The Cyprus-based weekly publication said that the decision to cancel the deal was announced after another failed round of negotiations led by NIOC to kick-start a project which first earmarked for development by Japanese companies six years ago.
The MEES report said NIOC was trying to revive the deal while the contractor was raising every possible obstacle to stall it.
The Azadegan discovery, with five to six billion barrels of oil thought to be recoverable from estimated oil-in-place of 26 billion barrels, was viewed as a cornerstone of NIOC's oil production capacity expansion programme.
A phased development of South Azadegan was expected to be able to deliver 260,000 barrels per day of oil, while another large-scale development was envisaged for North Azadegan.
The importance of Azadegan can be judged by the fact that Irans oil ministry aims to increase national production capacity from the current four million barrels per day to 4.6 million barrels per day, while the country's reservoir decline was recently confirmed at 500,000 barrels per day, the MEES report added.
The collapse of the South Azadegan development team will create a further headache for an already hard-pressed NIOC, which is working to make progress despite the unpopularity of existing buyback contract terms, and a government requirement to have 51 per cent Iranian content in all projects, which has in turn overstretched domestic contractors and slowed work on numerous projects.

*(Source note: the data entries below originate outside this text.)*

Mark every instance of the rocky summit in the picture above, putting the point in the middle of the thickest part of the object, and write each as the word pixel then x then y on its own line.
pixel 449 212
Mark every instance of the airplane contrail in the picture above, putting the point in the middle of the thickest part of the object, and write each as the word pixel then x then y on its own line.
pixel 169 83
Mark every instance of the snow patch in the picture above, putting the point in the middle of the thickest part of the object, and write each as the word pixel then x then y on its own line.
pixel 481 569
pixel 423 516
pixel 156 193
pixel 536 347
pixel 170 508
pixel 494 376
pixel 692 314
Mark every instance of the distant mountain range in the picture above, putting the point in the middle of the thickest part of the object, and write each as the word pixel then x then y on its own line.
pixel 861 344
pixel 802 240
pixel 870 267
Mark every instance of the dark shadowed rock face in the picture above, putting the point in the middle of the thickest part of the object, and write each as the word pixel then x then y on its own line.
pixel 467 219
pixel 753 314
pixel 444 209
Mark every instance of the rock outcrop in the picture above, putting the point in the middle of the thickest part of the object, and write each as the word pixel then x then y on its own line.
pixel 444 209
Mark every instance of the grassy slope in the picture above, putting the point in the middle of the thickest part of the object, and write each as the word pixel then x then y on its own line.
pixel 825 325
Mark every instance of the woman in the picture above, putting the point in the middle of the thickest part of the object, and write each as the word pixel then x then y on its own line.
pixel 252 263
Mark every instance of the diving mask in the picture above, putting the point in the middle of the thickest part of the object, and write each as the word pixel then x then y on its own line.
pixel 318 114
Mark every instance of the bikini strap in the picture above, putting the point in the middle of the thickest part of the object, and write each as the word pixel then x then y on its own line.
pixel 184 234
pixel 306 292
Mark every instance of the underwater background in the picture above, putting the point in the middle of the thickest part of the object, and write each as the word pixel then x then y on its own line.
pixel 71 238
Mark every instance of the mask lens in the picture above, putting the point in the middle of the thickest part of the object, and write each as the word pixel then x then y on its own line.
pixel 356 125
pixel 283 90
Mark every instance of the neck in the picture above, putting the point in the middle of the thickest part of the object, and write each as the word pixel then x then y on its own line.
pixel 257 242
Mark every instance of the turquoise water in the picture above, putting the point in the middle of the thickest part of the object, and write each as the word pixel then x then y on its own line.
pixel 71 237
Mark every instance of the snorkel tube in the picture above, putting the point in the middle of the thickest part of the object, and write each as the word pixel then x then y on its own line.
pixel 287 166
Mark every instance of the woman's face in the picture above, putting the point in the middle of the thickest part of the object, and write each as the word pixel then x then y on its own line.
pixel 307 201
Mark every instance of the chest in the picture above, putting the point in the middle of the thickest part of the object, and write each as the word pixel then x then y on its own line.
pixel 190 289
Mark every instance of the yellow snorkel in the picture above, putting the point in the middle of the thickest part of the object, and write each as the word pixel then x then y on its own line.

However, the failure of the deal opens up the prospect of Azadegan being offered again under revised buyback terms being prepared by NIOC and the oil ministry.
The MEES report concluded that the deal went sour after the initial partners in the Inpex-led team pulled out and cost levels were subsequently unacceptable, as the terms of the deal were later regarded as unsustainable and any renegotiation was out of the question.
Another serious reason was that the potential field lied along the border with Iraq that was still riddled with minefields from the 1980-1988 war with the neighbouring country, a problem that is hampered by frequent flooding that could bury explosives and make work in the area extremely hazardous.